Syrie : lui Président, Benoît Hamon "irait" à Alep, "comme Mitterrand à Sarajevo"

Publié à 07h40, le 09 décembre 2016 , Modifié à 07h56, le 09 décembre 2016

Syrie : lui Président, Benoît Hamon "irait" à Alep, "comme Mitterrand à Sarajevo"
Image Etienne Baldit


Alep retombe aux mains du régime Syrien. Selon l’Observatoire syrien des droits de l’homme (OSDH), l’armée a pris le contrôle de tous les quartiers de la vieille ville. Les forces loyalistes de Bachar al-Assad, alliés aux Russes et aux Iraniens, récupèrent donc ce symbole du conflit qui fait rage depuis cinq ans. Les méthodes mises en oeuvre pour y parvenir sont cependant très vivement contestées par la communauté internationale, qui alerte depuis des semaines sur les "crimes de guerre" commis par le dictateur syrien et Moscou. Jeudi 8 décembre, Benoît Hamon a qualifié ces événements de "plus grand drame humanitaire depuis des décennies".

Le candidat à la primaire de la Belle Alliance Populaire (BAP) était invité de L'Émission Politique, sur France 2. Il a assuré que s'il était élu en mai 2017, il prendrait une initiative à haute teneur en symbole pour peser dans cette crise internationale et mettre fin aux meurtres de populations civiles : se rendre sur place, "comme François Mitterrand avait été à Sarajevo" en 1992. Benoît Hamon a expliqué :

Ce que moi je ferais si j'étais président de la République aujourd'hui : j'irai là-bas. J'irai là-bas. J'irai là-bas comme François Mitterrand avait été à Sarajevo. Et je dirais aux Russes et aux Syriens : 'C'en est fini aujourd'hui d'une stratégie qui conduit à massacrer des populations civiles pour reprendre du terrain.'

Il y a 24 ans, le président Mitterrand avait effectué un voyage spectaculaire dans la Sarajevo assiégée, obtenant l’ouverture d’un couloir humanitaire permettant l'aide aux civils victimes du conflit en ex-Yougoslavie. Une question essentielle aujourd'hui en Syrie, afin de permettre l’acheminement d’aide humanitaire et l’évacuation des 250.000 civils assiégés dans la partie rebelle d'Alep, dont près de 100.000 enfants.

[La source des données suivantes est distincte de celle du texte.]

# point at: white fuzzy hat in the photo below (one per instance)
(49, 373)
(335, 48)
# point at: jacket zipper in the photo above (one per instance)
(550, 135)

Ces derniers jours, plusieurs personnalités ont appelé François Hollande à se rendre à Alep, à l'instar de Daniel Cohn-Bendit et Bernard Kouchner. La députée écolo Cécile Duflot a par ailleurs annoncé l'organisation d'un voyage sur place avec plusieurs autres parlementaires de tous bords, précisant répondre ainsi à "l'invitation du maire d'Alep". Mais concernant un chef de l'État, un expert interrogé par L'Obs se montre extrêmement sceptique : "Qui demandera l'autorisation de vol ? Où le président atterrirait-il ? Où ira-t-il ? Serait-il en sécurité ? Vous pensez vraiment que le régime d'Assad autoriserait le chef de l'État français à se rendre à Alep ? Et parce que nous n'avons plus de relations [diplomatiques, ndlr], la France ne le demanderait pas."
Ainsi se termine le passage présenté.